René Alejandro ha modelado las figuras en barro, inspirándose en figuras clásicas como las cariátides y los atlantes de la escultura griega. En lugar de cargar la cúpula celeste o representar columnas, aquí la pareja se sostiene mutuamente. René también ha integrado en la obra un pináculo que replica un elemento arquitectónico del edificio de APAP, diseñado en los años 80 por el arquitecto William Reid Cabral. «Incorporar una de las columnas del edificio en nuestra obra es una forma de rendir homenaje al conjunto arquitectónico», afirma René.
Con la colaboración de Johnatan Rosa Marte, quien aporta su experiencia en herrería y arte, Cimientos comienza a cobrar vida. Los esqueletos de la base y las figuras anticipan la majestuosidad del proyecto: 2.5 metros para las formas humanas y 4.5 metros para la base y el pináculo.

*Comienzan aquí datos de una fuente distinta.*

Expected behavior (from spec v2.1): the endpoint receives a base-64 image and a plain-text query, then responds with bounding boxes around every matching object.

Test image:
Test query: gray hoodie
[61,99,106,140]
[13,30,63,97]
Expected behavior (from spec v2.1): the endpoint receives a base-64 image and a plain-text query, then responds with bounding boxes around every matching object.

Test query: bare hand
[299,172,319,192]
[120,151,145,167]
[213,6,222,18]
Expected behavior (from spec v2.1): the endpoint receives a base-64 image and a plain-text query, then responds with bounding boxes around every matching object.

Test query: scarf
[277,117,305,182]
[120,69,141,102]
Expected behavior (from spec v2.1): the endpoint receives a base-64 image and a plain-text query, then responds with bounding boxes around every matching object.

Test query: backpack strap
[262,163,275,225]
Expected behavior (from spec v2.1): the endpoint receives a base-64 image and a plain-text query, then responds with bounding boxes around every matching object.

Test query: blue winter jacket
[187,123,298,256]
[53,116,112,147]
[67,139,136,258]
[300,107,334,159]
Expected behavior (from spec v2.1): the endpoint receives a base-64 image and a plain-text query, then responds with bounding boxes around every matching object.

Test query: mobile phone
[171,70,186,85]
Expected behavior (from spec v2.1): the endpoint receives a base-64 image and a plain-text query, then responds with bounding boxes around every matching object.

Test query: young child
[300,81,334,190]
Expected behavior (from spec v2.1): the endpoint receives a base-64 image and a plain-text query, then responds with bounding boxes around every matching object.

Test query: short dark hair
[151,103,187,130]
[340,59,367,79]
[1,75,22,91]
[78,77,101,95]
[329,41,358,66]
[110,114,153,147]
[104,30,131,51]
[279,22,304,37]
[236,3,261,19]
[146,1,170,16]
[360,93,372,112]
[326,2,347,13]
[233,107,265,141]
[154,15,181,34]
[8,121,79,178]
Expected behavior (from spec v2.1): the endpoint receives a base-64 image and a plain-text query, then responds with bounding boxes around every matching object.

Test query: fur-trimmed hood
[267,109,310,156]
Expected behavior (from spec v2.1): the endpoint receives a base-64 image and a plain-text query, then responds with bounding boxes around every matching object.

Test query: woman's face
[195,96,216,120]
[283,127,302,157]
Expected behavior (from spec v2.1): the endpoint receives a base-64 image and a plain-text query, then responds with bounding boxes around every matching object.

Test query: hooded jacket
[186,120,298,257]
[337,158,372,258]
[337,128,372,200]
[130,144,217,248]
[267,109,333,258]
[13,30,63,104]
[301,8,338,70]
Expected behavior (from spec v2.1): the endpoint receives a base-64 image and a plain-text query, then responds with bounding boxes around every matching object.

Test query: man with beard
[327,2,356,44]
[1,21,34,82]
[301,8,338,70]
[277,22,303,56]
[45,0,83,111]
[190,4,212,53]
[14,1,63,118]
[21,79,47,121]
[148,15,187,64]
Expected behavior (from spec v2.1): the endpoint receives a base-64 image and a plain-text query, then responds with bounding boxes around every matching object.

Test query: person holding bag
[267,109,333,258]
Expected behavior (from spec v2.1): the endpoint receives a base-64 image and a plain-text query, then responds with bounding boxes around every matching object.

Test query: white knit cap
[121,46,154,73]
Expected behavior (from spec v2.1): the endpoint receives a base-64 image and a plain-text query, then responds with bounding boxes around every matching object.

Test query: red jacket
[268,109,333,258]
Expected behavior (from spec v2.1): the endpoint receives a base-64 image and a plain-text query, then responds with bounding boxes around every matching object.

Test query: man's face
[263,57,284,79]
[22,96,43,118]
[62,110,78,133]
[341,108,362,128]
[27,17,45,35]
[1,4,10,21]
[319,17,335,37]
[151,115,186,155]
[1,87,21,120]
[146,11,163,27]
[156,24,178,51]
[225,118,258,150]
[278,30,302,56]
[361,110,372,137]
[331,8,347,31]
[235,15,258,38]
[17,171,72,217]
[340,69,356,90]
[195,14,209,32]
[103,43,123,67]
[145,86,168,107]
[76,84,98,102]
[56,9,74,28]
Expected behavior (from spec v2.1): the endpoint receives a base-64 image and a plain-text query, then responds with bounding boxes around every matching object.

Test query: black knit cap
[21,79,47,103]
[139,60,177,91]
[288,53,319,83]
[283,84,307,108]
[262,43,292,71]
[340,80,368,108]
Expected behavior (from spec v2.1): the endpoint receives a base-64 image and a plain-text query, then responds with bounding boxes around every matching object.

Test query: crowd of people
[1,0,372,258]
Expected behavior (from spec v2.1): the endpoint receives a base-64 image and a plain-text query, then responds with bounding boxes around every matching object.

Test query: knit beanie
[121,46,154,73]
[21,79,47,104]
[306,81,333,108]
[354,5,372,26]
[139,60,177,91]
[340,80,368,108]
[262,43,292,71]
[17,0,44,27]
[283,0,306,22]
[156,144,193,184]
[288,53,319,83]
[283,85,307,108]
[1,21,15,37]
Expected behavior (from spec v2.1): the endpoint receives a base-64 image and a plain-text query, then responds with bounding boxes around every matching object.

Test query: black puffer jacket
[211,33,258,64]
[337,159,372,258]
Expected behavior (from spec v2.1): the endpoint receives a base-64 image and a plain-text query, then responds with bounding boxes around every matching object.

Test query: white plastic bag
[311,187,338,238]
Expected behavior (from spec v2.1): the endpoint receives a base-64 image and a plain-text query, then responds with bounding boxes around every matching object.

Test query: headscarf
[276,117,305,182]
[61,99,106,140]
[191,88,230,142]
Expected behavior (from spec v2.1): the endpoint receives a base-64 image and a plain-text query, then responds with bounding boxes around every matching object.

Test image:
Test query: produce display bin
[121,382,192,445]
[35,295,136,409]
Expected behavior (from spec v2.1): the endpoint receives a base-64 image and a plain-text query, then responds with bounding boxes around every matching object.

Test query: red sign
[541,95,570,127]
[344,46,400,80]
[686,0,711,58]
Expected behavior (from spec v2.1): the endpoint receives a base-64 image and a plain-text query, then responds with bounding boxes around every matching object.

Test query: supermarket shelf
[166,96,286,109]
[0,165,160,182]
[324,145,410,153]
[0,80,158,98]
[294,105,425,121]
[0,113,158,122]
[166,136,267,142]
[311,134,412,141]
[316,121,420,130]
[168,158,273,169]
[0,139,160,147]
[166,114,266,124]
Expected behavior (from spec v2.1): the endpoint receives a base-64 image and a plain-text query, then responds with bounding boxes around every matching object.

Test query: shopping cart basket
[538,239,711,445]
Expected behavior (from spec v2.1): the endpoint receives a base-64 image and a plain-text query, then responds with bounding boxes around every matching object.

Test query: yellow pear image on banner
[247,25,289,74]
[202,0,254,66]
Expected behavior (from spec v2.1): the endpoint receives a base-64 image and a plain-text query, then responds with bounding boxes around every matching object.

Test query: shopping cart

APAP ha confiado en estos jóvenes artistas, no obstante, su inexperiencia. Tras la trayectoria y madurez de las obras de Said Musa y Amaya Salazar en la primera etapa del Paseo de las Artes, Cáceres y Guzmán ofrecen una visión fresca, pero con los pies firmemente plantados en la realidad. Cimientos simboliza la determinación y el esfuerzo, la aspiración hacia el futuro con una sólida base de raíces firmes.

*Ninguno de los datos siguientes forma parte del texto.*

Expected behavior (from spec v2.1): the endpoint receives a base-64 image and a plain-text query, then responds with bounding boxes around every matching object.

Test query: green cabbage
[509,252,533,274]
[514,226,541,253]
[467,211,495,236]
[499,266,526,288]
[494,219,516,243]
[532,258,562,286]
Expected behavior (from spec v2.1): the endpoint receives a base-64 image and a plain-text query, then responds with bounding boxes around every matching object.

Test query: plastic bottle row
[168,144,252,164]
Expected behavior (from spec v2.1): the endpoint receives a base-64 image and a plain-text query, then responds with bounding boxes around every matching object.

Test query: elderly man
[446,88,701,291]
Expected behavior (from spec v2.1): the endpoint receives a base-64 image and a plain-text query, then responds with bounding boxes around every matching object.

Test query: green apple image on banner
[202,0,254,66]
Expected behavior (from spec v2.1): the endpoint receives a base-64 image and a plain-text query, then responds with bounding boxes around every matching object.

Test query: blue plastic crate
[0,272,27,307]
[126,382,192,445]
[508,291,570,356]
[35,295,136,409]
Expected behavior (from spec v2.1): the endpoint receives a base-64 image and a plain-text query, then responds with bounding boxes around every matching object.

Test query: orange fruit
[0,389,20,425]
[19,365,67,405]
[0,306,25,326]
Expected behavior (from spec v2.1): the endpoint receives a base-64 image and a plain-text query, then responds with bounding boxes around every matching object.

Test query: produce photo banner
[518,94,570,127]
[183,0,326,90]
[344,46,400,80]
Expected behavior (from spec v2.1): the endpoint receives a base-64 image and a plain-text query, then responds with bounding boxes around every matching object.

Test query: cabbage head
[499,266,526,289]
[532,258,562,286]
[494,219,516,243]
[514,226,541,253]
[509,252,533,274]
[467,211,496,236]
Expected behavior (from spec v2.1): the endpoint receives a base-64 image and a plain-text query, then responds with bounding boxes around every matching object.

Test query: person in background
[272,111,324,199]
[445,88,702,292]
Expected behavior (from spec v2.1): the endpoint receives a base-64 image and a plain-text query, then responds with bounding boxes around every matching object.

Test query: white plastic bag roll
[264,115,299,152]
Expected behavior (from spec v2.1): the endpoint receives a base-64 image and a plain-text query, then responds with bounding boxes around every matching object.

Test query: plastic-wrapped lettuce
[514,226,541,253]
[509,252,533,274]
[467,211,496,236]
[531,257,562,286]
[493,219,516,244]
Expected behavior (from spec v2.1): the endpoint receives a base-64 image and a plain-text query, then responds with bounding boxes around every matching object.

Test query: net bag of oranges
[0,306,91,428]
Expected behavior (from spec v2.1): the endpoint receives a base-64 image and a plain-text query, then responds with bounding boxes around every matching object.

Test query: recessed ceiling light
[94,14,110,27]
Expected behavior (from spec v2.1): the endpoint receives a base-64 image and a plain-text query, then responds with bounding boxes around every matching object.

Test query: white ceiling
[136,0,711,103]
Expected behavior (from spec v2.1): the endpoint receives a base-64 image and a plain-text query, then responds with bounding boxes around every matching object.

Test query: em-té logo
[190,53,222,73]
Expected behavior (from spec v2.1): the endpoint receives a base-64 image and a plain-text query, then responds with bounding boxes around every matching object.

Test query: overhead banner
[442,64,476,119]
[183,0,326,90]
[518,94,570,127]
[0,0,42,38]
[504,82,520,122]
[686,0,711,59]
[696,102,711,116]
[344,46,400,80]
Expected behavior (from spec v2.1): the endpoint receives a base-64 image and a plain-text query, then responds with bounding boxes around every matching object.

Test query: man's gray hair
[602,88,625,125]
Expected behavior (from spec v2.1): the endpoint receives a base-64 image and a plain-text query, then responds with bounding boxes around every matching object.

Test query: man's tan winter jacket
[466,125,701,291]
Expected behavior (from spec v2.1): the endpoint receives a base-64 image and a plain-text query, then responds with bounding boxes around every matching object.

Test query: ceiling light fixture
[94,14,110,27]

El trabajo de estos artistas ya se valora en varios lugares del país. Además de participar en concursos y exposiciones, un busto de la poetisa puertorriqueña Julia de Burgos adorna el Parque Pellerano en la Ciudad Colonial. Su más reciente trabajo preside el altar del templo altagraciano en Hoyoncito, El Seibo, donde la Virgen de Altagracia, esculpida por Elsa y René, recibe a los visitantes desde el exterior del templo, conmemorando el milagro en el lugar de la leyenda.